A spokesperson said: “In the process of project development and update, the college has been and will continue to work to ensure a wide range of cross-participation of different stakeholders from the hair stylist industry, and then a wider disclosure to interested stakeholders. Verification process,” in an email.

The hair part of identity, culture and history

Beeso now works at Ziba Style Bar in Toronto, which prides itself on serving a diverse clientele. Owner Solange Ashoori said that during her recruitment process, she found that many stylists could not handle textured hair.

Last summer, she initiated a petition asking the Ontario government to include a comprehensive training program for black and textured hair.
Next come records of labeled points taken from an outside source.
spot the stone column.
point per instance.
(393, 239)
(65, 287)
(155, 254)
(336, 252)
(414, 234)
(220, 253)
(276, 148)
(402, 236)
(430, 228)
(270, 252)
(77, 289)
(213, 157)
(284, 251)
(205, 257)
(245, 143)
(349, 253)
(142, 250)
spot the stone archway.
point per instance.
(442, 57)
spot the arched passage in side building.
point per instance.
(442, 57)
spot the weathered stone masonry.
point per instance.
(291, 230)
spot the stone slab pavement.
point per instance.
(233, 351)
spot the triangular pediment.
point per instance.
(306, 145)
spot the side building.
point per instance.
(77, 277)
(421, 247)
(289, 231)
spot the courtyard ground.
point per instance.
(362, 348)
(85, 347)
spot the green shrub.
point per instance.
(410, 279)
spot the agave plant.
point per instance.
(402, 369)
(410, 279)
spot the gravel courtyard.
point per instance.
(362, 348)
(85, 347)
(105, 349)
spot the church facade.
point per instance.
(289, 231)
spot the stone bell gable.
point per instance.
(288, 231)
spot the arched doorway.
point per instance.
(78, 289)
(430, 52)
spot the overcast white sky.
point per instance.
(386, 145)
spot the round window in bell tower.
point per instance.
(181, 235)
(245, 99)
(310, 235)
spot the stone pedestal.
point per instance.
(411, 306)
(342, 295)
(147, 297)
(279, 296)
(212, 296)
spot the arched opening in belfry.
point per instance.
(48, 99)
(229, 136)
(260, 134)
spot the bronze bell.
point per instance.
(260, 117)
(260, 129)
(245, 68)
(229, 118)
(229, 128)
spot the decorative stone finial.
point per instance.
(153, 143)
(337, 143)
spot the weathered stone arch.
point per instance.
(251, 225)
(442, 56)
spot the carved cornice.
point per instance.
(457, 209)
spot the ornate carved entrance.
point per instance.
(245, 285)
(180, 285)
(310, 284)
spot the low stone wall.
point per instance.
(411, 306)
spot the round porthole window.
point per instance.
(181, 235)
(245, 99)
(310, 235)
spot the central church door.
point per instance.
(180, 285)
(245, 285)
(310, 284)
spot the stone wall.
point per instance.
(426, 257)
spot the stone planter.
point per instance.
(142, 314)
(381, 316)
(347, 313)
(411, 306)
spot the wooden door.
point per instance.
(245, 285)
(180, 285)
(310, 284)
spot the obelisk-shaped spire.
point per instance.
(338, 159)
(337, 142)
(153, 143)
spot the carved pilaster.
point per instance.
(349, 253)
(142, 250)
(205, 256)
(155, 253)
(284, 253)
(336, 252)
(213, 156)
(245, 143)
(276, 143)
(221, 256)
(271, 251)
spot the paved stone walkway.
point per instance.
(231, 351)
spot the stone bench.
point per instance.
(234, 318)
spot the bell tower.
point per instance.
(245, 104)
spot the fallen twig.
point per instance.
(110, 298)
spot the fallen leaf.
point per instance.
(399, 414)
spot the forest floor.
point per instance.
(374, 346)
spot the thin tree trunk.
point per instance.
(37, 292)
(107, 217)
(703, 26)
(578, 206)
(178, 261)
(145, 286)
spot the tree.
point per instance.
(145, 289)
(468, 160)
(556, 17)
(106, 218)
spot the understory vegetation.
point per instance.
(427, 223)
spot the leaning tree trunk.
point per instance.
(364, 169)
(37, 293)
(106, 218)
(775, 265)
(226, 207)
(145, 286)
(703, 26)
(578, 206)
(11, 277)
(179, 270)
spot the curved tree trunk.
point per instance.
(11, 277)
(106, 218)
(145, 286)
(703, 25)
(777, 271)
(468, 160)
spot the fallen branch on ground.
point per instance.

But since then, Ashoori said that she has not received news from OCOT and is frustrated that the plan standards have not changed.

She said: “I think a lot of these things seem to be more difficult than implementing them-to me, it is rooted in systemic oppression and racism.”

Solange Ashoori’s salon Ziba Style Bar caters to a diverse range of customers. Ashoori initiated a petition requesting that specific black and textured hair training techniques be added to Ontario’s hair styling plan standards. (Evan Mitsui/CBC)

Similar petitions Other provinces have already started. Although each province manages hairstyle education in different ways, many of the project standards and cross-provincial red seal examinations are derived from National Occupational Analysis (NOA). Except for the use of chemical relaxants and hair extensions to cut “different textures”, its exam preparation guide does not include any separate knowledge about processing textured hair.

Ashoori encourages schools to implement their own curriculum, including texture hair education, even if the government does not mandate it.

“I believe everyone who walks into a beauty service agency should be surprised and accepted,” she said.

Both Ashoori and Bonnick have opened their own salons to fill the gaps they have experienced, saying that hair is rooted in culture and identity.

Bunnick often explained to her clients the historical significance behind certain styles, including mentioning slaves weaving maps in their hair to help escape.

“They found a way to freedom, so hair is really closely related to black culture.”